Rocco Boccadamo è un narrastorie sensibile, autore di periodiche pubblicazioni. Negli ultimi 15 anni sono uscite numerose sue opere. Nel recente libro “Luca e il bancario” (Spagine- Fondo Verri Edizioni) conferma, ancora una volta, la sua verve di scrittore accorto, attentissimo alla descrizione dei paesaggi e dei luoghi amati.

Boccadamo Copertina 2016
 

 

Qui a Marittima, Rocco è conosciuto, stimato. Marittima è il suo paese natale. Qui ha trascorso la prima parte della sua vita, la sua infanzia, l’adolescenza, e gli albori della giovinezza.
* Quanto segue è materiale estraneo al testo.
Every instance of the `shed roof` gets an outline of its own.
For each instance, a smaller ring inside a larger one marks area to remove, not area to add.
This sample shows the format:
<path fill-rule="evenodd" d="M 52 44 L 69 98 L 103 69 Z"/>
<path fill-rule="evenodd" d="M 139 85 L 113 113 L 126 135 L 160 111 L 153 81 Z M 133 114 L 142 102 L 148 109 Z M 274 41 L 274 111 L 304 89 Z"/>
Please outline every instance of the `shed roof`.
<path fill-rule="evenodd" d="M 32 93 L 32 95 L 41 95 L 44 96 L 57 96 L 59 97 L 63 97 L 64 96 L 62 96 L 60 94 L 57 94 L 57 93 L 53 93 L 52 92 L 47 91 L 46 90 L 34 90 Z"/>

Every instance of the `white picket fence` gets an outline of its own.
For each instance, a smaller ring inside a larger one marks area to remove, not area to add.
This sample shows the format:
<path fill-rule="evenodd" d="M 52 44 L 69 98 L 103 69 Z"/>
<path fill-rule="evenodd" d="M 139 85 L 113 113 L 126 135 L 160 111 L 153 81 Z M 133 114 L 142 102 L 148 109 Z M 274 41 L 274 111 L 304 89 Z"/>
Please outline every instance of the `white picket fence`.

Poi gli eventi dell’esistenza lo hanno portato in giro per lavoro in varie località d’Italia. Ma, a Marittima, Rocco ha lasciato un pezzo del suo cuore, le vene ardite, i sentimenti accesi, qui ha ancorato i vissuti primordiali, qui ha scandagliato l’essenza delle sue radici.

 

A Marittima, ancora oggi, da grande, ha deciso di passare nella sua villetta fiorita “La Pasturizza” momenti salienti e indelebili. Vita di marito, di padre, di nonno. Rocco sa che la scrittura ha una funzione salvifica, è un’ancora di salvataggio, che ci consente, se riusciamo a indagare a fondo il nostro sé, di penetrare sophianaliticamente fra le pieghe vibratili d’amore dell’esistente. Rocco sa che la scrittura serve, tra l’altro, per generare ed edificare ponti di conoscenza. Lui, con i suoi scritti, ha permesso di far conoscere la purezza adamantina dei suoi posti prediletti e la operosità e squisitezza dei personaggi.

 

Pienamente meritato il premio ricevuto, recentemente, a Castro dal nostro Autore. È stato omaggiato un narratore, un uomo, che ha saputo donare alla sua terra tracce vitali. La scrittura è madre, perché ci accoglie fra le sue braccia, a condizione che la si maneggi consapevolmente. E Rocco, senza alcuna asperità, senza alcuna esasperazione del linguaggio e della semantica, con mitezza, con una docilità estrema e primaria, ci conduce in un viaggio continuo fra le zolle rossosangue della sua terra marrone.

 

Rocco ha vissuto e vive ancora un’esistenza giocata e bordeggiata a Marittima, nei paesi vicini, con il riverbero del mare negli occhi, confortato dalla Natura e dagli affetti. Marittima è la sua perla scintillante, sfavillante, la sua predilezione chiara, di cristallina bellezza, con il suo mare incontaminato, utero di sogno. Marittima è la sua storia, la sua filosofia di propositi e di vita, umile, a misura d’uomo. Marittima è una madre, che sa spalancare le braccia, sa dondolare e vezzeggiare le attese, le utopie, le speranze. Rocco, da anni, conferma la sua precipua dote di narrastorie, legato alla memoria che è carne viva.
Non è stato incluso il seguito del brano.